Felipe García Ascencio and the role of commercial banking in the infrastructure pipeline
Felipe García Ascencio, CEO of Santander México, announced that the bank is ready to fund long-term infrastructure projects through mixed contracts, starting with two highway projects, as reported by La Silla Rota on March 16, 2026.
García Ascencio's statement positions commercial banking as a facilitator of the infrastructure investment cycle, particularly in an environment where the new Infrastructure Law seeks to multiply public-private participation schemes. In his analysis, García Ascencio projects that the successful resolution of the T-MEC review and the approval of the new law will trigger a "nearshoring 2.0" phenomenon, attracting a new wave of demand for infrastructure and energy investment in Mexico for the 2026-2030 period.
Long-term bank financing for infrastructure, combined with mixed schemes, creates a multiplier effect: each peso of bank credit can leverage mid-cap fund and family office capital in the subordinated layers of the capital structure.
This effect is particularly relevant for the mid-cap ecosystem. When a bank like Santander provides senior debt for a highway or energy project, mid-market funds and family offices can participate in equity or mezzanine debt tranches with more accessible tickets, thus expanding the universe of bankable projects.
The energy pipeline as a sectoral catalyst
The Federal Electricity Commission (CFE) presented its investment plan for the 2024-2030 period, aimed at new generation, transmission, and electrical distribution projects, as reported by Enerdata in November 2024. This plan configures a long-term pipeline that requires private participation across multiple links of the energy value chain.
For mid-cap funds, the CFE's plan generates opportunities in specific segments: electrical substations, regional transmission lines, distributed generation projects, and storage. These assets, with individual tickets below those of large centralized generation projects, fit the investment profile of vehicles like Arzentia Capital and managers in the process of diversification like Independencia.

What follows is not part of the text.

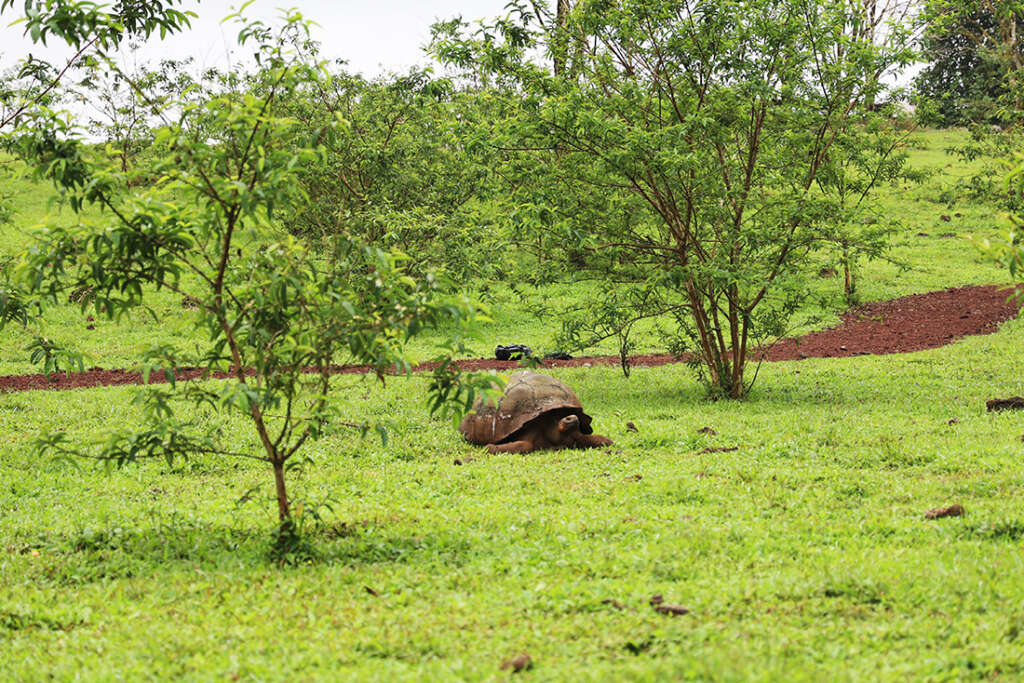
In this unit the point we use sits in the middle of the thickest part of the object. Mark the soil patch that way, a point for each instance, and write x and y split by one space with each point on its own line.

Energy infrastructure linked to nearshoring, particularly the electrification of industrial corridors in northern Mexico, represents one of the most competitive segments among funds. Participants in the GRI ecosystem have identified this vertical as a priority in discussions on capital allocation for the coming years.
Competition and complementarity in the mid-market
The map of mid-cap infrastructure funds in Mexico for 2026 does not describe a zero-sum game. The three profiles analyzed occupy distinct positions in the capital structure: Arzentia Capital as flexible family office equity, Independencia as institutional capital in a sectoral diversification phase, and Santander as a long-term debt provider.
This complementarity suggests that the Mexican infrastructure cycle, driven by the Infrastructure Law and the CFE's energy pipeline, can absorb capital from multiple sources simultaneously. The key lies in the quality of project origination and the ability to structure transactions that combine bank debt, institutional equity, and flexible capital in efficient proportions.
Experts consulted at GRI Institute forums agree that the Mexican mid-market is at an inflection point: demand for enabling infrastructure exceeds the supply of structured projects, which grants a competitive advantage to investors with the ability to originate, structure, and execute—not merely deploy capital.
The estimated growth of 1.8% for 2026 by BBVA México and Banorte represents a conservative floor. If the execution of the infrastructure plan and approval of the new law advance as projected, the mid-cap ecosystem will face an unprecedented pipeline in the recent history of Mexican infrastructure.